かぐちゃん全然気づいてないかもしれないけど、結構見られるのよ(笑)


今も、スマホいじってるふりして、俺の周りには女の子が。



ファン1「あ、あの!」


「はい」


ファン2「高橋海人くん…ですよね?」


「うん!そうだよ?」


ファン1・2「「ファンです!!」」


「ありがとうございます!!」



制服で夢の国を楽しんでいる高校生らしき女の子2人と握手をする。



ファン1「かぐちゃんと来たんですか?」


「そうだよ。
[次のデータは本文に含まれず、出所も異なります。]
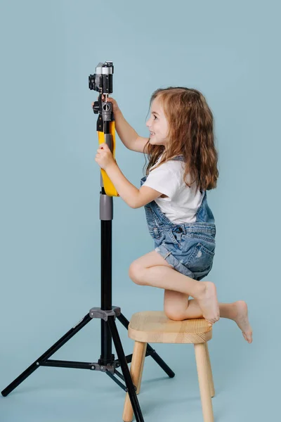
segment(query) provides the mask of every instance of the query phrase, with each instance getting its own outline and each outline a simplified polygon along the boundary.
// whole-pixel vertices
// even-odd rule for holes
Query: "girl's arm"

俺のはたち記念(笑)」



「かぐかいやば!」ときゃっきゃっする女の子。



「久々の2人っきりだからそっとしといてほしいな?ごめんね」


ファン2「いえいえ!楽しんでください!」


「ありがとう」



周りにいた人にも聞こえるくらいの声で言うと、サッといなくなる人。


女の子達にも手を振って別れる。



『たきゃはしきゃいとくん、きゃわい〜い』


「かぐちゃん。見てたでしょ」


『へへっ』


「もぉ~。すっごいドキドキしたんだから」


『私だってさっきトイレで声かけられたしー』


「そうなの?」


『うん!すっごいかわいい子達だった!』



「みんなお揃いの制服着てね?」と話す咲花ちゃん。


‥‥かわいい。



「かぐちゃん」


『ん?』



ぎゅっとかぐちゃんの指を絡める



「かぐちゃんが一番かわいいよ」


『……へっ(照)』



顔を真っ赤にする咲花ちゃんがすごくかわいかった。